A portfolio-wide approach would allow New York to identify the sites with the most cost-effective opportunities for decarbonization. For example, achieving zero onsite emissions from the top 15 highest-emitting facilities would achieve a whopping 40% reduction in climate pollution from state-owned buildings while addressing pollution and providing union jobs in some of our most disadvantaged and impacted communities.
Facilities of this size, which typically include multiple buildings, are ideal candidates for thermal energy networks. These networks connect multiple buildings into a shared network that utilize renewable sources of thermal energy like geothermal boreholes, surface water and wastewater for heating, cooling and hot water.
Currently, most buildings in New York, including those operated by the state, generate heat by burning fossil fuels via a boiler, furnace or water heater. These heating systems often waste energy and create air pollution. Switching to thermal energy networks would put that excess thermal energy into a shared network, allowing other buildings and facilities in the network to use it as a power source and with no pollution. For example, waste heat from a data processing facility could be used to warm an apartment building.
Creating and maintaining networks of this size requires the skills possessed by New York’s utility and building trades workforce. With any plan to upgrade and clean New York’s facilities, worker protections and training must be a priority to ensure those currently doing energy-related work can continue to do that work on new renewable sources.

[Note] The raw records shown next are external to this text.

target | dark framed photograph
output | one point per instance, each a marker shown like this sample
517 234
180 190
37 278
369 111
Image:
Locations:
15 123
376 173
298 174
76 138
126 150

As intimidating as this transition sounds, projects and plans for decarbonization are already underway. SUNY Albany has drafted a pathway to decarbonization, including plans for the installation of geothermal heat pumps- a continuation of the institution’s investment in geothermal energy. Members of our collaboration visited SUNY Albany on a blustery day in late February and toured the school’s Liberty Terrace, a 500-room, apartment-style dorm, and ETEC, a 240,000 square-foot research and academic building - both of which solely use geothermal wells and heat pumps for heating and cooling needs - and will cost less over its lifetime than using traditional heating and cooling systems reliant on fossil fuels. The successes at UAlbany show that the decarbonization of state facilities can be done with funding and commitment – and that geothermal and ground source heat pumps work in our cold upstate climates even in the dead of winter.
Partnering with organized labor to reduce emissions from state-owned facilities through the installation of thermal energy networks presents yet another opportunity for New York to further itself as a leader in clean energy and a just transition. It’s time to start leading by example and include the decarbonization of state facilities in the final 2023 state budget.